Dua Perawat Meninggal di Semarang dalam Delapan Hari Terakhir
Dua perawat meninggal di Rumah Sakit Umum Pusat Dr Kariadi Semarang dalam delapan hari terakhir. Keterbatasan alat pelindung diri dan ketidakjujuran pasien rentan memicu penularan Covid-19 pada tenaga kesehatan.
Oleh
ADITYA PUTRA PERDANA
·3 menit baca
SEMARANG, KOMPAS — Dua perawat meninggal di Rumah Sakit Umum Pusat Dr Kariadi Semarang dalam delapan hari terakhir. Keterbatasan alat pelindung diri dan ketidakjujuran riwayat pasien rentan memicu penularan Covid-19 pada tenaga kesehatan.
Pada Rabu (9/4/2020), seorang perawat RSUP Dr Kariadi meninggal setelah positif Covid-19. Pemakaman jenazahnya sempat ditolak beberapa warga di Ungaran, Kabupaten Semarang, Jawa Tengah. Akhirnya, jenazah itu dikebumikan di pemakaman keluarga RSUP Dr Kariadi, Kota Semarang.
Seorang perawat kembali meninggal pada Jumat (17/4/2020). Namun, ia bukan perawat pasien Covid-19. ”Statusnya pasien dalam pengawasan (PDP). Hasil pemeriksaan PCR (polymerase chain reaction) pertama negatif, lalu yang kedua ternyata perlu diulang. Tes lagi dan hasilnya belum keluar,” ujar Direktur Utama RSUP Dr Kariadi, Agus Suryanto, Jumat (17/4/2020) malam.
Agus mengatakan, sejak akhir Januari hingga Jumat (17/4/2020), di RSUP Dr Kariadi total ada 896 orang dalam pemantauan (ODP), 313 PDP, dan 112 terkonfirmasi positif. Adapun pasien meninggal 27 orang, dengan rincian 11 positif Covid-19, 11 negatif Covid-19, dan 5 masih menunggu hasil pemeriksaan.

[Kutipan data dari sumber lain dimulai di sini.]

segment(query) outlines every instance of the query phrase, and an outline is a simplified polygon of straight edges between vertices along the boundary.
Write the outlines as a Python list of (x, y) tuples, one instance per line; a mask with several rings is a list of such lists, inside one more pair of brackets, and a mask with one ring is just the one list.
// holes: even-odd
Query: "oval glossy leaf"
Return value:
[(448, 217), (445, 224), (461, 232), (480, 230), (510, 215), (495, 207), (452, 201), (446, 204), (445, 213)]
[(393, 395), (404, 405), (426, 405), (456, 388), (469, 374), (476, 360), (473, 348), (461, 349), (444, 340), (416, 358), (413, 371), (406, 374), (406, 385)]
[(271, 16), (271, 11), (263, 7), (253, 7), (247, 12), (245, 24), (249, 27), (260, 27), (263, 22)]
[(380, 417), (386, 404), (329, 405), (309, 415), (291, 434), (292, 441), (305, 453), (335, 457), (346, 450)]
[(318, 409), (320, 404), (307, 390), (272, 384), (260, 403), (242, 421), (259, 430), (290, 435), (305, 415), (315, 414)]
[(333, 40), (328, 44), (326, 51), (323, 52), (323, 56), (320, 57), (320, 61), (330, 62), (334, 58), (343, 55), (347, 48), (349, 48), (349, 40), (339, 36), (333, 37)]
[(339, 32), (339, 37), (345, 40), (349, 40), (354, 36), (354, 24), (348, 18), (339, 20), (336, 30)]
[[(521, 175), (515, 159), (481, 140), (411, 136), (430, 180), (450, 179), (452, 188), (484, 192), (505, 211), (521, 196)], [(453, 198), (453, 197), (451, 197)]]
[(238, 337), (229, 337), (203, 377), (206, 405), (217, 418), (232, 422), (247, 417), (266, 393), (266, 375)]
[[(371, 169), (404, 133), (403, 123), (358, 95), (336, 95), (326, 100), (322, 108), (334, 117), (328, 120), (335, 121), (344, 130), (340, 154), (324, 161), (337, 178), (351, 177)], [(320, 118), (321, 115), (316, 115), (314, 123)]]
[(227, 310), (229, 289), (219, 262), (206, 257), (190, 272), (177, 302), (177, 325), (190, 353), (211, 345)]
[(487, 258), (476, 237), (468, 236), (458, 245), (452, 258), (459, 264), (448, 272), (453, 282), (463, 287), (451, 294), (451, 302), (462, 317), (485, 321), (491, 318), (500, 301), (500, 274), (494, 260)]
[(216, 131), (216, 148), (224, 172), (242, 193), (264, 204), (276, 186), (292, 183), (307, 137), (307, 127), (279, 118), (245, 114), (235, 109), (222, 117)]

Dari 112 orang yang terkonfirmasi positif Covid-19, 57 orang di antaranya pegawai rumah sakit milik Kementerian Kesehatan itu. Adapun pegawai yang meninggal berjumlah 2 orang, keduanya perawat.
Agus mengatakan, dalam perlindungan terhadap tenaga kesehatan, pihaknya mengacu pada standar alat pelindung diri (APD) yang dikeluarkan Kementerian Kesehatan dan Organisasi Kesehatan Dunia. Namun, diakuinya, ketersediaan APD menjadi masalah hampir di semua RS.
”Ada zona hijau, kuning, dan merah. Memang karena keterbatasan, kami harus efisiensi. Namun, khusus untuk zona merah, kami pastikan APD terstandar, tidak bisa main-main. APD yang digunakan juga ada persetujuan dari tim komite pencegahan dan pengendalian infeksi,” kata Agus.
Ketua Persatuan Perawat Nasional Indonesia (PPNI) Jateng Edy Wuryanto menuturkan, keterbatasan APD yang terstandar masih menjadi kendala di sejumlah daerah, terutama di puskesmas-puskesmas. Ia berharap pemerintah mendistribusikan APD terstandar secara menyeluruh, tak hanya rumah sakit rujukan Covid-19.
Ada zona hijau, kuning, dan merah. Memang karena keterbatasan, kami harus efisiensi. Namun, khusus untuk zona merah, kami pastikan APD terstandar, tidak bisa main-main. APD yang digunakan juga ada persetujuan dari tim komite pencegahan dan pengendalian infeksi
Sementara itu, Gubernur Jateng Ganjar Pranowo mengatakan, tenaga medis dan perawat merupakan jantung dan garda terakhir penanganan Covid-19. Karena itu, ia meminta masyarakat mendukung tenaga kesehatan, juga tak memberi pelabelan negatif kepada mereka.
”Mereka adalah orang-orang yang mengerti dan memahami. Mereka tertular karena ketidakjujuran pasien. Maka, tolong jangan ada stigma negatif agar publik tahu, RT tahu, lurah tahu, mereka tidak untuk dijauhi, mereka harus disemangati,” kata Ganjar.
Keamanan dan keselamatan tenaga kesehatan menjadi sorotan setelah terjadi lonjakan kasus positif Covid-19 pada pegawai RSUP Dr Kariadi. Pada hasil pemeriksaan Selasa (14/4/2020), 34 pegawai dinyatakan positif, 30 orang diantaranya dokter dan lainnya adalah 2 fisioterapis, 1 perawat, dan 1 tenaga administrasi. Total sudah 57 pegawai RS tersebut positif Covid-19.